Chapter 61
CHAPTER
SIXTY-ONE
Hudson threw his weight sideways.
The chair leg cracked. But not enough.
He did it again.
This time, the wood splintered.
One more time—
He tried again, and the leg snapped completely.
Hudson crashed to the floor, only inches from falling in the water.
Pain shot through his shoulder where he’d landed, but he didn’t care. He rolled, used his feet against the broken chair leg to create leverage, and felt the back support crack.
Three more minutes of painful maneuvering, and he’d worked the broken chair pieces loose enough to slide the zip ties off. His wrists were bloody, his shoulders screaming from the unnatural position.
But he was free.
He stood on shaking legs, his body still trembling from the Taser’s aftereffects. His ribs screamed with every breath, but he’d deal with that later.
He moved to the door on unsteady feet, testing the handle even though he knew what he’d find.
Locked from the outside, of course. Heavy deadbolt, commercial grade. Not something he could kick through, especially not in his current condition.
Hudson turned, assessing the boathouse despite his addled state. Windows on three sides—large panes designed to showcase the view of the river. Expensive glass but glass, nonetheless.
And glass broke.
He grabbed a wooden boat hook from the wall—six feet of solid ash with a metal hook on the end. Perfect.
Hudson didn’t hesitate. He swung the boat hook like a baseball bat, putting all his remaining strength behind it.
The window exploded outward in a shower of glittering shards, the sound impossibly loud in the quiet afternoon.
So much for stealth.
Shouts erupted from the main house immediately—security guards responding to the noise, raised voices, running footsteps on the dock.
Hudson didn’t wait. He knocked out the remaining shards from the window frame with the boat hook, then climbed through, glass from the shards he’d missed cutting his hands.

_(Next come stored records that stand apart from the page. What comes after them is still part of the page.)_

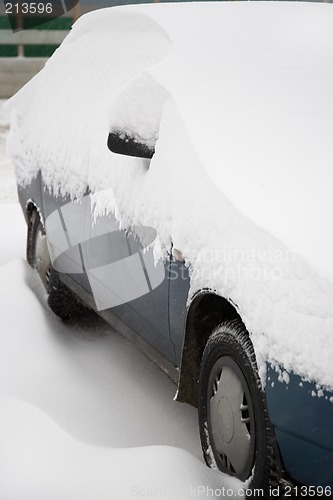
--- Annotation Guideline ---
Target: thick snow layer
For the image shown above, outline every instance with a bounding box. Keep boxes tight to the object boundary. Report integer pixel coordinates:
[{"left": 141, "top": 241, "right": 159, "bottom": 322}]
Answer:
[
  {"left": 6, "top": 2, "right": 333, "bottom": 389},
  {"left": 0, "top": 258, "right": 243, "bottom": 500}
]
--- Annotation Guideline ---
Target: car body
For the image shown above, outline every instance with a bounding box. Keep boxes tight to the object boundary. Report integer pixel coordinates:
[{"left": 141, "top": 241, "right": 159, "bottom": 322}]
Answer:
[{"left": 9, "top": 2, "right": 333, "bottom": 496}]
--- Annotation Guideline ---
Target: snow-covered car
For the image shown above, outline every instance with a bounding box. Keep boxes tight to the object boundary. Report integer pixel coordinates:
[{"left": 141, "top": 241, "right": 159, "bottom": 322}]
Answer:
[{"left": 8, "top": 2, "right": 333, "bottom": 498}]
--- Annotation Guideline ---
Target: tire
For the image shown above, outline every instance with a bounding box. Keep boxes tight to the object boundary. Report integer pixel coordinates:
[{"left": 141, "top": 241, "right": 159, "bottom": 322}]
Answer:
[
  {"left": 27, "top": 210, "right": 91, "bottom": 322},
  {"left": 199, "top": 320, "right": 278, "bottom": 498}
]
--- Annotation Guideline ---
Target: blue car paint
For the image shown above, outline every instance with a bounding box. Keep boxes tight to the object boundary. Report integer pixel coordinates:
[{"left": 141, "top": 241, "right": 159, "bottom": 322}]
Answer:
[{"left": 265, "top": 365, "right": 333, "bottom": 487}]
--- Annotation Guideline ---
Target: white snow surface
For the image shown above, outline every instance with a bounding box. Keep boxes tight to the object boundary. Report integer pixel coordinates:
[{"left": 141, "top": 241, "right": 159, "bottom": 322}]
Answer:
[
  {"left": 0, "top": 198, "right": 240, "bottom": 500},
  {"left": 4, "top": 2, "right": 333, "bottom": 389}
]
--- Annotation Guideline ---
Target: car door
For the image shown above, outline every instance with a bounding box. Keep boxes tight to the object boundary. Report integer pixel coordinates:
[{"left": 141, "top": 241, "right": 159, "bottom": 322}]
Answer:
[{"left": 82, "top": 197, "right": 175, "bottom": 363}]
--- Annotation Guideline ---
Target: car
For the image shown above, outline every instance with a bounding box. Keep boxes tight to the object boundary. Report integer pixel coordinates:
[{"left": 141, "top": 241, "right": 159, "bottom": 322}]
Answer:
[{"left": 7, "top": 2, "right": 333, "bottom": 498}]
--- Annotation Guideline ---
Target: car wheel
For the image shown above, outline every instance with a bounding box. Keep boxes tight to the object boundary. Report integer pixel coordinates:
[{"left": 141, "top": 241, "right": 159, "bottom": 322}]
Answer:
[
  {"left": 199, "top": 320, "right": 277, "bottom": 498},
  {"left": 27, "top": 210, "right": 91, "bottom": 321}
]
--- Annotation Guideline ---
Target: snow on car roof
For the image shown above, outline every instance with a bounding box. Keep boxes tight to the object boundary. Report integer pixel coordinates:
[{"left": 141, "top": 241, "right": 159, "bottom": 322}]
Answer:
[{"left": 9, "top": 2, "right": 333, "bottom": 388}]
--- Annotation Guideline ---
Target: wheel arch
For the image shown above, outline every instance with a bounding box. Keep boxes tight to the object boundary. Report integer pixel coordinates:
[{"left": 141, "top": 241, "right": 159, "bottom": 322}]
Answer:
[{"left": 176, "top": 289, "right": 241, "bottom": 407}]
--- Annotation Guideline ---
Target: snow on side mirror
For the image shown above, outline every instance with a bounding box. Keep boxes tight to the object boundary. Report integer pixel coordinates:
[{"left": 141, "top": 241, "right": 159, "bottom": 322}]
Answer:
[
  {"left": 108, "top": 130, "right": 155, "bottom": 160},
  {"left": 107, "top": 73, "right": 170, "bottom": 159}
]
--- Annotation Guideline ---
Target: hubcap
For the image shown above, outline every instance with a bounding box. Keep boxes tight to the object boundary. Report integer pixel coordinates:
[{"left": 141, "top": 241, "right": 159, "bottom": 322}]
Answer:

He hit the dock on the other side and stumbled, his legs still not fully responding after the electric shock and being zip-tied.
“Stop!” The shout came from behind him, accompanied by the sound of multiple men running.
The car pulled through the gates of Norfolk International Terminals—not the passenger area but a private section Natalie had never seen before. She’d tried to refuse to go, but Dimitri had personally escorted her out of her father’s house, his firm grip no doubt leaving a bruise on her arm.
Though she’d pleaded with her dad and told him she wanted to stay, he’d pretended not to hear.
She scanned the area. Above her, the October sky hung low. An autumn wind swept across the open expanse of pavement, tugging at the flags flying over the security booth and making the chain-link fences rattle against their posts.
Industrial warehouses lined the perimeter, massive, utilitarian structures of corrugated metal and concrete.
Beyond them stretched container yards that seemed to go on forever, stacked shipping containers creating colorful canyons of red, blue, and green.
Massive cranes loomed like skeletal giants against the cloudy sky, their arms extended over cargo ships docked at distant piers.
A few workers in reflective vests moved among the containers in the distance, operating forklifts, checking manifests, going about the normal business of one of the East Coast’s busiest ports.
But here, in this private section, everything felt isolated. Separate.
Wrong.
The area they drove through was eerily quiet compared to the bustling activity in the other parts of the terminal.
No workers. No other vehicles except her father’s security convoy.
Just empty pavement stretching toward a clear area marked with a white H.
A helipad.
A sick feeling gurgled in her stomach.
She was out of options right now.
“Dad, please,” Natalie said from the back seat where Dimitri sat beside her, his presence a wall she couldn’t escape. “Talk to me. Tell me what’s really happening.”
“I’m protecting you.” Her father’s voice from the front seat was firm. “That’s all you need to know.”
“By taking me to Italy against my will? This isn’t protection—it’s kidnapping.”
“Watch your tone, young lady.”
The car stopped near the helipad, and Natalie saw the helicopter approaching from the east—sleek, private, expensive.
Her father’s escape plan, his way of getting away from here before the chemical attack. His way of saving himself while thousands of others suffered.
Dimitri opened her door and waited for Natalie to climb out.
She had no choice. Dimitri’s hand rested on his hip, the outline of a weapon beneath his jacket.
She was trapped. Surrounded by her father’s security at a private terminal with no witnesses, about to be flown out of the country.
But maybe—maybe she could still stop whatever was happening. Still prevent Critical Mass.
After all, how could she live with herself if she knew this was going to happen, if she knew she’d been saved while others suffered?
She couldn’t play dumb anymore. It was her only move.